Conclusions The more than 50% fall in crude prices since June 2014 and 30% fall in natural gas since

November 2014 have crushed producer internal rates of return (IRRs) for typical wells in U.S. shale plays.

Analysis of IRRs and crude breakevens provides insight into what may happen to production going forward as producers scramble to respond

Continued growth in shale production is related to IRR economics, but with several caveats that affect producers including high IRRs in drilling sweet spots, the impact of hedging, HBP, lower services costs and the number of hold over completions from last year.

This report includes results from IRR and breakeven sensitivity analysis by basin and commodity using the RBN Production Economics model and input well data from a variety of sources

Coming up with representative input variables for the model is as much art as science but the main goal is to understand how the numbers relate to each other. Most analysts make you guess what the input variables are, so you really don’t know what you are looking at. In the pages above, we lay it out for you so you can make your own judgments about whether or not our data is representative.

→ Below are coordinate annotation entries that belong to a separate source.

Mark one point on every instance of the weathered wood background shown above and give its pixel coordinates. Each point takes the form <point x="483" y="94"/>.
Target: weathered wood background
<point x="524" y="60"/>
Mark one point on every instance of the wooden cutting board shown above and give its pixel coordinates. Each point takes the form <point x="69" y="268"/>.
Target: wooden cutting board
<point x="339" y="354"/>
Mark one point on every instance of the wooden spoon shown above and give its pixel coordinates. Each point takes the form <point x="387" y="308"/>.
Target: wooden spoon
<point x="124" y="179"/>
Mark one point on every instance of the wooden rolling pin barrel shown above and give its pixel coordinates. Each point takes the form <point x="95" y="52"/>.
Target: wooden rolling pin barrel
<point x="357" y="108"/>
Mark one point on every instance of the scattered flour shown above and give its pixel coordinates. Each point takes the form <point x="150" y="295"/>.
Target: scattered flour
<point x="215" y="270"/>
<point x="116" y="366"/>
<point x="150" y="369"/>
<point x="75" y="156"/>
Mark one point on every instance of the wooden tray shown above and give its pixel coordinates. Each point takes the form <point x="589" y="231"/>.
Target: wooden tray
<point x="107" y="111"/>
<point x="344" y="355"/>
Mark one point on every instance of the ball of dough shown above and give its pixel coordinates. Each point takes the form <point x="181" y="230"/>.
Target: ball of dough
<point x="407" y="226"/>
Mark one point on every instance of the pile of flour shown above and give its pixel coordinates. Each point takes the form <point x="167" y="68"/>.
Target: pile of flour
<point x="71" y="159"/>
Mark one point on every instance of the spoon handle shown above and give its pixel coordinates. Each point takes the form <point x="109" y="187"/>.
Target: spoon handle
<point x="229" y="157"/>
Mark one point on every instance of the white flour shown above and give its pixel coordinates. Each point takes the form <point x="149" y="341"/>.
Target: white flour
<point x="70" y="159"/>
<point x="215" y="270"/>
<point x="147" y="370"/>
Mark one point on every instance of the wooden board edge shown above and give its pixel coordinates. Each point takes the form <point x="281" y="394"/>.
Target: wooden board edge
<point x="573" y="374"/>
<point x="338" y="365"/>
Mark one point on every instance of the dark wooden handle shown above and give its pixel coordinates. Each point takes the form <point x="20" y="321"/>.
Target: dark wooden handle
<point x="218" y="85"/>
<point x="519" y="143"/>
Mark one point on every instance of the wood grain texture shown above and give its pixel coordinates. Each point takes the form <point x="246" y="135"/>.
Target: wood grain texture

Expected lower drilling, completion and operating costs due to budget pressure on services providers are not factored into this analysis yet. Costs may be 25% lower in our next iteration and that will improve these returns.

Our conclusions are hardly surprising - crude oil wells perform better than gas and natural gas liquids (NGLs) except in the direst crude price scenarios. The lower oil and gas prices get - the worse the return. Sweet spots make a difference – sometimes a big difference.